Behavioral Science Consultation Teams (BSCTs) – primarily psychologists and psychiatrists – were integral to CIA’s brutal interrogations using torture. In June 2002, upon their arrival at GTMO, psychiatrist Maj. Paul Burney, psychologist John Leso and a psychiatric technician had expected to help U.S. soldiers cope with extremely stressful deployment. Instead, (according to testimony by Maj. Burney) they were “hijacked” by MG Michael Dunlavey, the Commander of GTMO JTF 170 intelligence command to support interrogation operations as part of the newly created BSCT. They were not trained in interrogation methods and there was no standard operating procedure for the BSCT team.

These quasi-medical mental health professionals became integral to the brutal torture methods used in interrogations. The Experiment, one of a series of investigative reports by Jane Mayer in The New Yorker (2005) examined the role of BSCTs, which was essentially to help interrogators break detainees. She debunks the claimed “scientific” underpinnings in support of the use of torture to elicit important valid information. BSCTs would strategize with interrogators about what techniques to use, and where someone would be vulnerable, and what the best ways to manipulate them would be. They’d play these very aggressive roles, week after week. It was very systematic  and wasn’t hidden.

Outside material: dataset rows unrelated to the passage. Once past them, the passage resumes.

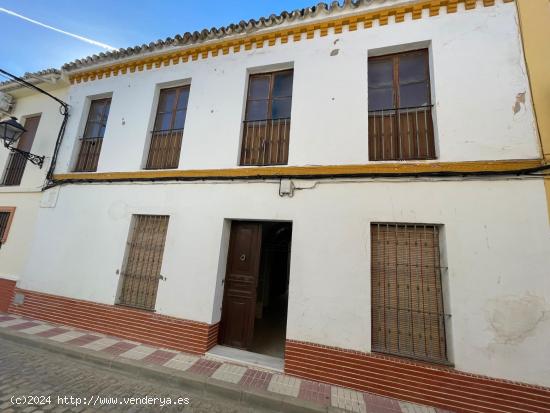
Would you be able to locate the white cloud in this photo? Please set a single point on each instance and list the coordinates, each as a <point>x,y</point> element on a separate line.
<point>76,36</point>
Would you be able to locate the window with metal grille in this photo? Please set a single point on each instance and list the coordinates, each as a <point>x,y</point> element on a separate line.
<point>166,137</point>
<point>141,270</point>
<point>6,216</point>
<point>17,162</point>
<point>408,317</point>
<point>266,126</point>
<point>91,142</point>
<point>400,109</point>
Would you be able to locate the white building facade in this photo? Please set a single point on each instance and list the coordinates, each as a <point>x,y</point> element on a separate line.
<point>22,182</point>
<point>351,190</point>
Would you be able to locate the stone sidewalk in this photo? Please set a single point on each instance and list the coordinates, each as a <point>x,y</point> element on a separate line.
<point>251,386</point>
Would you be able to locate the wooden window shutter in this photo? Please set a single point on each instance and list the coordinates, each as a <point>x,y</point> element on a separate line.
<point>266,127</point>
<point>408,317</point>
<point>141,271</point>
<point>167,135</point>
<point>6,216</point>
<point>92,141</point>
<point>400,108</point>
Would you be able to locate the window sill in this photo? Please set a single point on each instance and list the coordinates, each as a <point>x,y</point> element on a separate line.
<point>424,362</point>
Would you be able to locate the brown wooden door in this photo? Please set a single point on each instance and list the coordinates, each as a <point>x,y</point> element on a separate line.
<point>241,280</point>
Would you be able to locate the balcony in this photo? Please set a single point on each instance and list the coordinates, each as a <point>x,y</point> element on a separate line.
<point>88,157</point>
<point>164,150</point>
<point>401,134</point>
<point>265,142</point>
<point>14,171</point>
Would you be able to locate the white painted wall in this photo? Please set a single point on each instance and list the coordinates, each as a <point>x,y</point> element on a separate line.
<point>496,238</point>
<point>26,197</point>
<point>478,70</point>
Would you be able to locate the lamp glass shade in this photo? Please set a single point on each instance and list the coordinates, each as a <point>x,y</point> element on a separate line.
<point>11,131</point>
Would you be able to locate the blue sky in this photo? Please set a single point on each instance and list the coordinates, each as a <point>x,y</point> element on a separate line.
<point>26,47</point>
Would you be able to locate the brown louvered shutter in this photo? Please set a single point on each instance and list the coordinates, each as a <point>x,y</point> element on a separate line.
<point>92,141</point>
<point>141,272</point>
<point>6,216</point>
<point>408,316</point>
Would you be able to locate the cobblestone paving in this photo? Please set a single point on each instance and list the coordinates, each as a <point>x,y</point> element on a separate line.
<point>29,371</point>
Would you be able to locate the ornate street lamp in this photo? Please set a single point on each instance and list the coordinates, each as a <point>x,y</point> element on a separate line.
<point>10,132</point>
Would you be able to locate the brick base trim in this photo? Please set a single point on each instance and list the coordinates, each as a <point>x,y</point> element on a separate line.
<point>7,288</point>
<point>143,326</point>
<point>411,381</point>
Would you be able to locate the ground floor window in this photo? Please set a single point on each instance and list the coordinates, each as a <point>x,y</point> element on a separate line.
<point>143,261</point>
<point>408,317</point>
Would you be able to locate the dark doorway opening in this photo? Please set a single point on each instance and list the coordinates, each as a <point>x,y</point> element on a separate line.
<point>255,303</point>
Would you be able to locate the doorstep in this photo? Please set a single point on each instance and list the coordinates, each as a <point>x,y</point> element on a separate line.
<point>234,355</point>
<point>216,374</point>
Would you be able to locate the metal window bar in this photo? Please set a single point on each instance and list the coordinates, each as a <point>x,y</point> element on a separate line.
<point>401,134</point>
<point>141,273</point>
<point>15,169</point>
<point>265,142</point>
<point>4,219</point>
<point>408,316</point>
<point>165,148</point>
<point>88,157</point>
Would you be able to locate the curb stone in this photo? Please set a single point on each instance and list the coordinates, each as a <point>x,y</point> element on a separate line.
<point>200,384</point>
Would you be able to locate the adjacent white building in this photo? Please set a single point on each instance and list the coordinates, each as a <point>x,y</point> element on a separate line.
<point>348,191</point>
<point>22,182</point>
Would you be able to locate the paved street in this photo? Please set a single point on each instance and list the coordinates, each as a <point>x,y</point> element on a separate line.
<point>28,371</point>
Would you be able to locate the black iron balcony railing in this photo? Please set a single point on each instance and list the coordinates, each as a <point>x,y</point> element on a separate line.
<point>88,157</point>
<point>164,150</point>
<point>265,142</point>
<point>14,172</point>
<point>401,134</point>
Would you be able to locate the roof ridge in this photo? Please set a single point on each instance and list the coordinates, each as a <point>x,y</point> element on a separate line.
<point>214,33</point>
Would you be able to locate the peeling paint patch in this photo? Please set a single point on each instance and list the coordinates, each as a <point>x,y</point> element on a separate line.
<point>520,98</point>
<point>514,318</point>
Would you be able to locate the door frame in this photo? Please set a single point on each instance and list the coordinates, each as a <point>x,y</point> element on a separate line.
<point>249,323</point>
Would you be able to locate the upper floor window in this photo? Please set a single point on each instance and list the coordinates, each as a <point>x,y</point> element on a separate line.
<point>16,162</point>
<point>90,144</point>
<point>267,119</point>
<point>165,144</point>
<point>6,216</point>
<point>400,110</point>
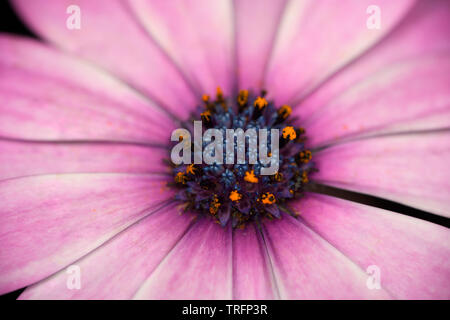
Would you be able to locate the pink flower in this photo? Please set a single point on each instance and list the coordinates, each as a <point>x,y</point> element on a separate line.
<point>86,119</point>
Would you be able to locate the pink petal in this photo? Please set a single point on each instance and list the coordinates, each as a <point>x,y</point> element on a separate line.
<point>117,268</point>
<point>47,222</point>
<point>316,39</point>
<point>412,255</point>
<point>308,267</point>
<point>407,96</point>
<point>251,273</point>
<point>256,26</point>
<point>199,267</point>
<point>197,35</point>
<point>49,96</point>
<point>22,158</point>
<point>411,169</point>
<point>111,38</point>
<point>422,33</point>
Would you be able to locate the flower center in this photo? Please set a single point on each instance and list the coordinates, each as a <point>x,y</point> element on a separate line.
<point>239,192</point>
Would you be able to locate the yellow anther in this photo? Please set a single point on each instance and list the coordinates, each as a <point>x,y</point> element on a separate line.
<point>180,178</point>
<point>285,111</point>
<point>289,133</point>
<point>305,156</point>
<point>214,205</point>
<point>260,103</point>
<point>190,169</point>
<point>235,196</point>
<point>268,198</point>
<point>243,97</point>
<point>250,177</point>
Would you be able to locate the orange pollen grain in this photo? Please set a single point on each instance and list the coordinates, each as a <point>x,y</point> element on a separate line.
<point>268,198</point>
<point>285,111</point>
<point>289,132</point>
<point>260,103</point>
<point>250,177</point>
<point>235,196</point>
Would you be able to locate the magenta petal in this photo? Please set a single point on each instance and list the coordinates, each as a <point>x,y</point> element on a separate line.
<point>413,256</point>
<point>308,267</point>
<point>423,33</point>
<point>111,37</point>
<point>197,35</point>
<point>315,39</point>
<point>49,96</point>
<point>47,222</point>
<point>117,268</point>
<point>406,96</point>
<point>256,26</point>
<point>251,273</point>
<point>21,158</point>
<point>199,267</point>
<point>411,169</point>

BSCTS monitored and collected detailed medical information, and assessed the effects of specific techniques in order to establish benchmarks for subsequent application of torture. BSCTs helped devise individualized interrogation plans for specific detainees exploiting the physical and mental vulnerabilities of each detainee; they supervised and often implemented torture techniques; BSCT psychologists calibrated increased stress and pain levels during interrogations of suspected terrorists. (Senate Armed Services Committee Report, 2009, p. 39)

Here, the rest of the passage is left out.